While these slowdowns are caused most often by driving students going through driver’s ed courses, stoners on the verge of freaking out or overly cautious drivers can also frequently be the cause. Whatever the cause was, one slow driver in Indiana found himself the subject of a tweet over the weekend which has since gone viral and sparked a national conversation on the dangers of slow driving.

Sergeant Stephen Wheeles, Indiana State Police spokesperson for the Versailles district in Southeast Indiana, tweeted an image of a vehicle he pulled over on Saturday, June 16 for what he called a “left lane violation” on I-65. According to his tweet, “the driver had approximately 20 cars slowed behind her because she would not move back to the right lane.” Wheeles added that drivers who have vehicles behind them are obligated to move to the right lanes to allow faster vehicles to pass.
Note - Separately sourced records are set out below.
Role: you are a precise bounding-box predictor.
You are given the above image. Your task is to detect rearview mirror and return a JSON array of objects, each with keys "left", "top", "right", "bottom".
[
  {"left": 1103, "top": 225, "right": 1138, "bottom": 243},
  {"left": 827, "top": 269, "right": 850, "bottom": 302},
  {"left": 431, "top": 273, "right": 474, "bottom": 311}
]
As of Monday, June 19, Wheeles’ tweet has been retweeted over 27,000 times, with many commenters joking that Wheeles should move to their states to teach slow drivers a lesson. One user asked Wheeles to clarify if this law also applies to drivers who are going the speed limit, to which the sergeant replied that “the spirit of the law is that since many people drive well above the speed limit, it creates an “accordion effect” as traffic starts backing up behind the slower vehicle.  This is where many of our crashes occur on the interstates. It’s all in the name of safety.”

Should slow drivers get pulled over as frequently as speeding drivers? Was this tweet really in the name of safety?